KI-Ketzerei Log 11
#1
*** USS Feynman / Transporterraum ***

Die Matrix unserer Translatoren war mit den neuen Referenzen geupdatet worden, die wir aus den Audio-Visio-Drohnen gewonnen hatten. Bei einem Vergleich mit den Files in der Datenbank zu Spiros Alpha – die ja schon an die hundert Jahre alt waren – hatten wir nämlich festgestellt, dass doch zahlreiche Veränderungen in der Sprache stattgefunden hatten. Trotz aller Vorliebe für Bewahrung der Tradition waren die Bewohner des Planeten nicht so rigoros, wie einige abgeschottete Sektierer, die über Jahrhunderte eine alte Sprachform einzementiert bewahrten: die Ma’Travith auf Vulkan beispielsweise, oder auch die Mennonitenkolonien in Südamerika auf Terra.

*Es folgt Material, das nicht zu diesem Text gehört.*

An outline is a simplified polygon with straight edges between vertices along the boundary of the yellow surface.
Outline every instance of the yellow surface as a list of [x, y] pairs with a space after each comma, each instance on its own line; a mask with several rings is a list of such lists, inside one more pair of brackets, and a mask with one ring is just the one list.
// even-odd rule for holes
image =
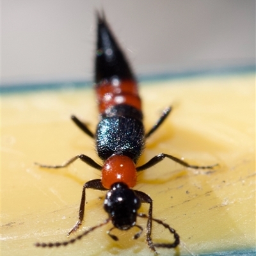
[[[161, 255], [252, 250], [255, 243], [255, 75], [223, 76], [143, 84], [145, 127], [162, 110], [174, 110], [150, 137], [139, 164], [160, 152], [193, 164], [219, 163], [214, 172], [188, 170], [169, 159], [140, 173], [136, 189], [154, 200], [154, 216], [175, 228], [182, 244]], [[99, 161], [93, 140], [70, 121], [75, 114], [93, 130], [97, 113], [92, 90], [63, 90], [2, 97], [2, 255], [149, 255], [145, 232], [95, 230], [74, 244], [36, 248], [36, 242], [67, 239], [77, 220], [82, 186], [100, 172], [77, 161], [63, 170], [33, 163], [60, 164], [84, 154]], [[104, 193], [87, 192], [82, 230], [106, 218]], [[147, 206], [141, 211], [146, 212]], [[145, 227], [145, 221], [138, 223]], [[79, 234], [79, 232], [78, 232]], [[171, 237], [159, 225], [157, 241]]]

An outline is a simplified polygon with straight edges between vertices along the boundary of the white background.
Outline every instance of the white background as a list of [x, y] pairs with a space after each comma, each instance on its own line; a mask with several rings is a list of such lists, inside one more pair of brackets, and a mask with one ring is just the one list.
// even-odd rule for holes
[[254, 0], [1, 0], [3, 85], [91, 79], [104, 10], [136, 74], [253, 65]]

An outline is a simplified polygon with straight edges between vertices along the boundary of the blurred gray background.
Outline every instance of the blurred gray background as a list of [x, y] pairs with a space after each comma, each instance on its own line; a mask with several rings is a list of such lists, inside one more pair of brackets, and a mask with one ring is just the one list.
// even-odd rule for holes
[[90, 80], [96, 10], [140, 75], [255, 65], [255, 0], [2, 0], [2, 85]]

Nachdem wir uns passende Kleidung repliziert hatten, fanden wir uns im Transporterraum Eins der Feynman ein. Bisher war es der einzige, in dem die Musterpuffer wieder funktionstüchtig waren.

LaSalle studierte mit düsterer Miene die Details auf seinem Pad. Aber vielleicht lag es auch nur an der unbequemen Halskrause, die sein ‚Kostüm‘ zierte! Laut unserer Informationen entsprach seine Kleidung der eines Regierungsbeamten. Würde war bekanntlich immer unbequem…
Chris Reed neben ihm trug einen Arbeiteroverall, in dessen Taschen eine Reihe Ausrüstungsgegenstände untergekommen waren. Ich selbst hatte ein Klein und einen Umhang mit bestickter Borte gewählt, einigermaßen unauffällig und stadtbürgerlich. Das Ziel war, gegebenenfalls mit so vielen verschiedenen Bevölkerungsgruppen so unauffällig wie möglich interagieren zu können.

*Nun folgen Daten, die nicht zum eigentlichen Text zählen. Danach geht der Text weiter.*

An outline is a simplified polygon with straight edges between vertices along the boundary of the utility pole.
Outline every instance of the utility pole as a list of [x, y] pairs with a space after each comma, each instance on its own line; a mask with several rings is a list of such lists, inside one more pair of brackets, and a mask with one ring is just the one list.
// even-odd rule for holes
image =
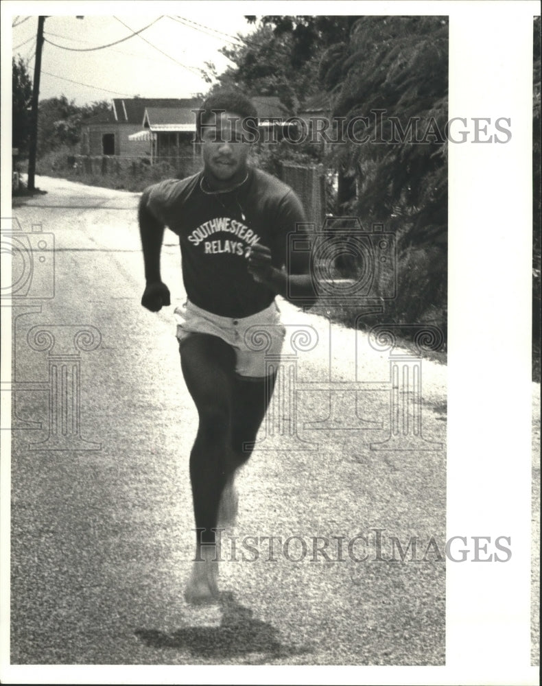
[[28, 151], [28, 190], [34, 190], [36, 178], [36, 155], [38, 149], [38, 101], [40, 97], [40, 75], [41, 73], [41, 49], [43, 47], [43, 25], [45, 16], [38, 17], [38, 34], [36, 38], [36, 62], [34, 68], [34, 88], [32, 109], [30, 115], [30, 144]]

Unsere letzten beiden Teammitglieder traten aus dem Lift: Dr. Val’Kara in einem ortstypischen Krankenschwester-Outfit mit einer skurrilen Haube – über die sie sich gerade wieder entrüstete – und Richard in einer weich fallenden, bodenlangen dunklen Robe.

„Ah, wie ich sehe, haben Sie es geschafft, das bequemste Gewand zu ergattern,“ meinte LaSalle in seine Richtung und schob unbewusst wieder die Finger unter die Halskrause.

„Vielleicht ist mein Amt umso unbequemer, Admiral“, erwiderte Richard mit einem leichten Lächeln. „‘Beglaubigter Wahrer der Identität‘ stand auf dem Memento der Person, nach der wir diese Gewandung gestaltet haben. Das hört sich ziemlich anstrengend an.“

„Ja, klingt nach staubigen Büchern und Mottenkugeln,“ grinste Reed, „genau wie bei Ihnen, Rufus! Na, wenigstens habe ich den Funjob, als Dampfbahnmechaniker.“

„Sehen Sie lieber zu, dass Sie kein Verkehrschaos verursachen,“ brummte Val’Kara.

„Ich hoffe, dass wir einen Großteil der Crew bereits in dem Höhlensystem finden, das wir bereits in Verdacht haben aufgrund der Transporterlogs,“ ergriff ich das Wort. „Die Drohnen haben zwar nichts registriert, aber das könnte an den Lagerstätten von Beryllium liegen, die wir dort ausfindig gemacht haben.“

„Und an dem ganzen Dreck in der Atmosphäre,“ fügte Val’Kara hinzu.

Chris Reed justierte den Transporter auf automatischen Transfer zu unseren Zielkoordinaten und wir traten auf die Transferpads.


*** Spiros Alpha / Höhlensystem ***

Unser Team materialisierte wie geplant in der ersten großen Höhle, einige Meter vom Eingang entfernt. Draußen strahlte die Nachmittagssonne und über die Felsen hing ein Vorhang von rötlich-violetten Blattpflanzen. Sie bewegten sich sanft im Wind – und das war das einzige Lebenszeichen, das wir registrieren konnten. Nun, aus der Nähe, stellten unsere Tricorder zweifelsfrei fest, dass sich hier keine Crewmitglieder der Feynman aufhielten.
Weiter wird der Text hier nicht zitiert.